Sea slugs in Portuguese is bicho de mar, in French bêche de mer, when the English speaker took the word, they changed it into beach la mar, which became the name of the language. There are about a hundred vernacular languages in this archipelago located 540 km northeast of New Caledonia and populated by Melanesians and Polynesians.

Art in Vanuatu

In northern Vanuatu, the cult of ancestors and the system of grades that hierarchizes society are the main motivators of art: masks, funerary mannequins made up of various plant materials, overmodelled and fully painted in bright colors, figures of carved ancestors on a wood piece, the trunk of an arborescente fern or on the large wooden drums. This art disappears in the center and the south of the archipelago which have different social structures.

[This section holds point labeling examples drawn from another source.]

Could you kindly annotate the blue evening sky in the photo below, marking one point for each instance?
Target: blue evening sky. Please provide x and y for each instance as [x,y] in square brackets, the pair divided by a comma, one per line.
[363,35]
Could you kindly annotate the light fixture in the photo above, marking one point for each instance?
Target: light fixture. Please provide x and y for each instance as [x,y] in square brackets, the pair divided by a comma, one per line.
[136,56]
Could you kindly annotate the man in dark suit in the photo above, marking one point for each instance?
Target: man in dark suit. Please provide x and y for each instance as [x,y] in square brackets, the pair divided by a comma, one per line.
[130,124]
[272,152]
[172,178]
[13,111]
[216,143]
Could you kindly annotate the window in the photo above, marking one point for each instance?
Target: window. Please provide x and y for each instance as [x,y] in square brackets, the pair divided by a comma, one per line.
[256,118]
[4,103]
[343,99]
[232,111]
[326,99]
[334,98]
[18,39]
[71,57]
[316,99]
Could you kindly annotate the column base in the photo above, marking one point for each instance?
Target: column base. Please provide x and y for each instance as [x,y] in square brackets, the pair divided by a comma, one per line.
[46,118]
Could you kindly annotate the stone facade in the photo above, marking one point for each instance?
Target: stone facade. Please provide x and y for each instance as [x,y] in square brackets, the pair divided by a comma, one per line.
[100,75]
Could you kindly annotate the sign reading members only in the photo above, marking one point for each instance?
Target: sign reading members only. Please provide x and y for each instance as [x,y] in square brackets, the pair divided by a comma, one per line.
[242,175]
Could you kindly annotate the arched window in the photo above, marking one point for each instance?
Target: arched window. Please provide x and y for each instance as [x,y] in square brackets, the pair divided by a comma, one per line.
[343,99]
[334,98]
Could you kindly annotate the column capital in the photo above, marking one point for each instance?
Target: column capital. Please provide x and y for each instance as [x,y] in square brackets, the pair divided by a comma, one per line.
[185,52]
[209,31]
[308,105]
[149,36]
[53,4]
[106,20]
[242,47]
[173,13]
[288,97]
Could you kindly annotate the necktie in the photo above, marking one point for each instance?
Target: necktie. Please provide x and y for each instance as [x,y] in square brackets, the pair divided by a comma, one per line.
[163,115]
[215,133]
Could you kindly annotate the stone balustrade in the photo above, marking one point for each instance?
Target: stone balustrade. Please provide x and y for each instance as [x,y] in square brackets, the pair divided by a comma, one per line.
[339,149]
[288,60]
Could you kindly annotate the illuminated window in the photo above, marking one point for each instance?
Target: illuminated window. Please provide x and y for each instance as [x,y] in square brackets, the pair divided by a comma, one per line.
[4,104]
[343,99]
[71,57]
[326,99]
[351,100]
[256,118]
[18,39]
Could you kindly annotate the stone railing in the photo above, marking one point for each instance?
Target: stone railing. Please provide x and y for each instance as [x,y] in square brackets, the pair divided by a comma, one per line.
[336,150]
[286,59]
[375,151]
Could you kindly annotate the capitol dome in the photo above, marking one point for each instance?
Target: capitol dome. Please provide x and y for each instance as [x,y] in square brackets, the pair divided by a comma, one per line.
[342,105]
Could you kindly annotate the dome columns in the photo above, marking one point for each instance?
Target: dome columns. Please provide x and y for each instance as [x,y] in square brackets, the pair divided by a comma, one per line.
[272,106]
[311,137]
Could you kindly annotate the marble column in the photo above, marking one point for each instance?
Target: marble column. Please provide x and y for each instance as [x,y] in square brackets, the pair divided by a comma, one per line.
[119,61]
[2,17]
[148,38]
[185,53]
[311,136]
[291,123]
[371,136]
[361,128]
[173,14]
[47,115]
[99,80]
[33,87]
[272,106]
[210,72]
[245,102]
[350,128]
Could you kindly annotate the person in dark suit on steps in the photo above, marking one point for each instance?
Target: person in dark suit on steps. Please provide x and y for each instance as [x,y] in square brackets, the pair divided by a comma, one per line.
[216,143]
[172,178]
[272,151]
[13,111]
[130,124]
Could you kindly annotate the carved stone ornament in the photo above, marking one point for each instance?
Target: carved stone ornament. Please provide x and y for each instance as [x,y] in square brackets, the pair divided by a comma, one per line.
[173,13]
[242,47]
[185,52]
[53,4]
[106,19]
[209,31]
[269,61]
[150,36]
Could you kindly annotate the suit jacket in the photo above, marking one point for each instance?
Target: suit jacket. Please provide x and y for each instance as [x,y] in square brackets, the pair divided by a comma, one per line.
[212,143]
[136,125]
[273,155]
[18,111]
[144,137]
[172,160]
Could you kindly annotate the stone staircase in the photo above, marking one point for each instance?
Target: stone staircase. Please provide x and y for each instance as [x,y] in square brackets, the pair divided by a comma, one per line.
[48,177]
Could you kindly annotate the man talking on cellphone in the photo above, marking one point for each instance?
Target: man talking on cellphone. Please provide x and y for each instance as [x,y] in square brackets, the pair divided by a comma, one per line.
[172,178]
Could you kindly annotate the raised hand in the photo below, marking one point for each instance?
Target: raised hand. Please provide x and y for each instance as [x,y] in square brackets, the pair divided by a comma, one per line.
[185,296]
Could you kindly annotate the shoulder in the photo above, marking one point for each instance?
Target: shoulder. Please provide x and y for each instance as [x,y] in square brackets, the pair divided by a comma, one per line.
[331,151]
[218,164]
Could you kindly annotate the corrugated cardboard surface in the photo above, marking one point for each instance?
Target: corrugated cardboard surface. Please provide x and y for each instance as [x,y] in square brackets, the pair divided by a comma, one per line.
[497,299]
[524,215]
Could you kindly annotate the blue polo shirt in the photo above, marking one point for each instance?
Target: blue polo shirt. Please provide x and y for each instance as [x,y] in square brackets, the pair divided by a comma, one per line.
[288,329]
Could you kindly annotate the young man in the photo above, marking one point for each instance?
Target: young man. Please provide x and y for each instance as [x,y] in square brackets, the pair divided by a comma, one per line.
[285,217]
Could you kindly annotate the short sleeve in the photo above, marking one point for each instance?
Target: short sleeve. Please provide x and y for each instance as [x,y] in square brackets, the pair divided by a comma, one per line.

Naghol or nagol (Gol jumping) which takes place on Pentecost Island (discovered by Louis-Antoine de Bougainville in 1768), is an ancestral tradition in Vanuatu.

It involves young men, dressed in traditional clothing and a penis sheath (nambas), jumping from different levels of a wooden tower called Gol, with their feet tied by a liana.

The youngest jump from the lowest levels and so on, as for the women, to encourage the jumpers, they watch them while dancing, topless and dressed in plant skirts.

The Gaul jump (Gol) is the ancestor of bungee jumping, since the latter is directly inspired by it.

It takes place between April and May, when the banian liana is still elastic. Beyond that, if it is too dry, it could break under the weight of the jumper. At the foot of the tower, the earth is beaten, so when the head touches the ground, this loose earth prevents accidents.

At the origin of this jump, it is said that a woman mistreated by her husband, fled. As he chased her, she took refuge at the top of a banyan tree.

At the top of the tree, as she called him a coward by inviting him to follow her, he joined her. To escape him she threw herself into the void, but before jumping she tied one of the tree's vines to her ankle.

Her husband, who had not understood her ruse and seeing her get up unharmed, threw himself from the tree in turn and crashed to the ground.

Is this a demonstration of the perfidy of women, even those from Vanuatu.... perhaps not, because the story goes well, that she had many reasons to want to escape a violent husband .

Since then, this jump has been an initiation rite for men who are entering adulthood. They show to women all their bravery. The last jumper jumps from the highest level, and on him depends the harvest of the yams.